Cependant, à partir des deux dernières années de la restauration, le doute commençait à se glisser dans les conseils du gouvernement. On entrevoyait que si l’on continuait à surévaluer d’un côté les alimens, de l’autre les étoffes, ici les bois et là les fers, il résulterait de tout cela un enchérissement général qui ne serait peut-être point toujours compensé par de bons salaires. L’étranger entrait d’ailleurs dans la voie des représailles : l’Espagne, la Suisse, le Piémont, la Hollande, la Prusse, la Bavière, Bade, le Wurtemberg, la Suède, répondaient à nos prohibitions en repoussant nos vins et nos soieries. À un autre point de vue, il devenait évident que la bourgeoisie industrielle, imprégnée des idées libérales, ne tarderait pas à être prépondérante, même dans l’ordre politique. Malgré le double vote, chaque élection lui faisait une place plus large dans la chambre. Le producteur, opposé comme type au privilégié oisif, fournissait aux journaux un argument de polémique, et le beau rôle dans les vaudevilles était toujours pour le brave colonel devenu banquier ou maître de forges. Une inquiétude jalouse gagna donc le pouvoir. Il eut la velléité de réagir. M. de Saint-Cricq, appelé au ministère de l’intérieur par M. de Martignac, institua dès 1828 une commission d’enquête chargée de rechercher si l’on n’avait pas poussé jusqu’à l’excès le principe de la protection. Cela n’aboutit qu’à la présentation d’un projet de loi dont la discussion fut éludée par des ajournemens successifs. Il y avait en ce moment recrudescence de fièvre politique : les seuls problèmes capables de passionner la foule étaient ceux qui touchaient à l’existence de la dynastie, et les conflits industriels ne furent pour rien dans la révolution qui renversa les Bourbons de la branche aînée.

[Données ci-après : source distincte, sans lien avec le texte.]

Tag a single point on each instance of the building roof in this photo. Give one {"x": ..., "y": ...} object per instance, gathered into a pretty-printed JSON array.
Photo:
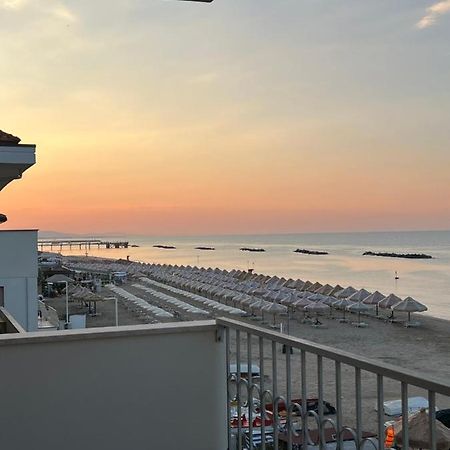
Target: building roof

II — MONARCHIE PARLEMENTAIRE.

La révolution de 1830 allait transférer la puissance effective à la bourgeoisie constitutionnelle, qui était en possession de la popularité depuis dix ans. Cette souveraine apportait, comme don de joyeux avènement, la négation du droit divin, l’abolition de la pairie héréditaire, la suppression du double vote, l’abaissement du cens électoral à 200 francs et de la limite d’âge à vingt-cinq ans, une réduction de moitié dans le cens d’éligibilité, la responsabilité ministérielle, l’initiative des projets de loi rendue aux deux chambres en partage avec le roi, des garanties pour la liberté de conscience par l’abolition de la religion d’état et de la loi du sacrilège, l’application du jury aux délits de presse et aux délits politiques. À cette époque, le pays, pris dans son imposante majorité, ne voyait guère au-delà de ce programme. Quant à la portée économique de ces changemens, à leur influence sur les phénomènes commerciaux, on s’en inquiéta peu. Le monde politique n’avait pas pour habitude de se placer à ce point de vue pour envisager les faits. À part peut-être quelques rêveurs laissés à l’écart comme des sectaires, on ne remarqua pas tout d’abord que l’abaissement du cens à 200 francs, en amenant sur le terrain politique plus de cent mille électeurs recrutés dans la clientèle de la grande industrie, allait prêter une force irrésistible au régime commercial qui excitait déjà de nombreuses réclamations, quoiqu’il n’eût encore que peu d’années d’existence.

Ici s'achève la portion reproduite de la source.